Field Season Begins

Field season began this summer in mid June. While my specific task was to collect shrimp samples, I worked under the supervision of a bigger group. The large scale project of the summer was led by several VIMS faculty and Dr. Chambers who were awarded a grant to study living shorelines and natural marshes in local waterways. For months in advance, they looked for sites in Norfolk and Gloucester with ideal conditions where we could compare different types of shorelines. Measuring numerous aspects of the habitats at hand, such as species diversity and abundance, would hopefully provide insight into which type of shoreline was more environmentally successful. I’ll explain what we were specifically look for in later blog posts, because for several weeks the most important part of the project was data collection. I’ll now do my best to detail what a typical day in the field looked like this summer.

Field days started anywhere between 7:30 and 9:00 AM, largely depending on the location of the site and the tides. The first step of the day was to set up fyke nets at high tide. These nets are arranged to span a portion of the shoreline which will drain into a collection compartment as the tide goes down. When the water is low enough, the net contains the fish, shrimp, crabs, etc that were present in that portion of shoreline at high tide. Upon arriving to the site, we also set up minnow pots in the high and low marsh. These pots (similarly to the fyke nets) would also collect fish present in the marsh at high tide as the water levels drained, but they were only about a foot long where the fyke nets were around 30 meters long. Each site had two different shorelines, and each shoreline had two fyke nets and ten minnow pots.
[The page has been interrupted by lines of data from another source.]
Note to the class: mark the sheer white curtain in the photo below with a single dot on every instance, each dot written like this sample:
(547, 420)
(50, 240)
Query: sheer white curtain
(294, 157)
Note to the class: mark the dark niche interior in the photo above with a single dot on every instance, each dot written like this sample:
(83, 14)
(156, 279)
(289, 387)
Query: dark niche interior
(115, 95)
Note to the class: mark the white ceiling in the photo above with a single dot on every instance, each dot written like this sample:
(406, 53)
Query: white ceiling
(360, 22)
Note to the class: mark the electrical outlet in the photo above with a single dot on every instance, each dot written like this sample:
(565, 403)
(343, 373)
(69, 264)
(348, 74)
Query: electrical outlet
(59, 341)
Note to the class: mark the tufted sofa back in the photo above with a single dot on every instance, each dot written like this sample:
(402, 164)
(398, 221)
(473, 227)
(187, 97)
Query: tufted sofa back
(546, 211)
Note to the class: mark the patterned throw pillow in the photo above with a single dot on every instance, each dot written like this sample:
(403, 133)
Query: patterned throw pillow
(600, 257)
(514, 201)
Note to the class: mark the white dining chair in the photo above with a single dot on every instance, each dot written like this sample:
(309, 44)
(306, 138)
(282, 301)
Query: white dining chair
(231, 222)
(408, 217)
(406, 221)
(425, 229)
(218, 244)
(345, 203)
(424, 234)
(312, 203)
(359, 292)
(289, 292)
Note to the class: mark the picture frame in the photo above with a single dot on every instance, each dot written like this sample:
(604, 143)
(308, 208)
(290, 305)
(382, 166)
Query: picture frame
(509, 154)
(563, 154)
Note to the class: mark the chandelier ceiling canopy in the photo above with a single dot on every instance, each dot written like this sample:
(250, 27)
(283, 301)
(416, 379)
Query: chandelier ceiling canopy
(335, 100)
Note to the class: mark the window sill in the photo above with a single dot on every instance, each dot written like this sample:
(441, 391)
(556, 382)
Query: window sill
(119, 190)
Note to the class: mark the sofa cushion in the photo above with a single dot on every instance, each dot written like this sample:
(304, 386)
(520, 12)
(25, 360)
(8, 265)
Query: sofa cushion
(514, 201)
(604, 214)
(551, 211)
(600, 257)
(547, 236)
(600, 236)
After the fyke nets and minnow pots were set, we had to wait for the tide to recede. In the meantime, Dr. Chambers and Dave from VIMS would use a seine net to collect more animals from the water. They would seine three times at both designated shorelines for a total of six collections. At low tide, we would have samples from four fyke nets, twenty minnow pots, and six seines. Each sample was emptied into a container to keep them separate. And then we began collecting data.

From each sample taken, we would separate the animals by species. For each species per sample we would count and weight all the individuals and measure up to 25 of them using fish boards. Often from one fyke or seine net, there would be around 10 species of fish/shrimp/crab which all had to be counted, weighed, and measured. This process took focus, attention to detail, and a loud voice to shout out how many centimeters and grams your fish was so that Donna, who wrote down all the data, could hear you.

Although I spent the majority of sampling days helping count and measure, my specific job was to keep track of all the shrimp. We collected the majority of the shrimp from the fyke nets. We would separate them from the rest of the samples to count and weigh them. There were often hundreds of shrimp collected, and I had lots of help counting and weighing from Adrianna, the research assistant in the Keck Lab. If there were a reasonable amount of shrimp (around 100), I would put all of them into jars of ethanol to fix them for further data collection at the lab. If there were hundreds of shrimp, I would put a random handful into the ethanol jars.

That is what a field day looked like this summer! After all the collection and counting was done, we would pack up and leave a site as we found it, but maybe with fewer shrimp.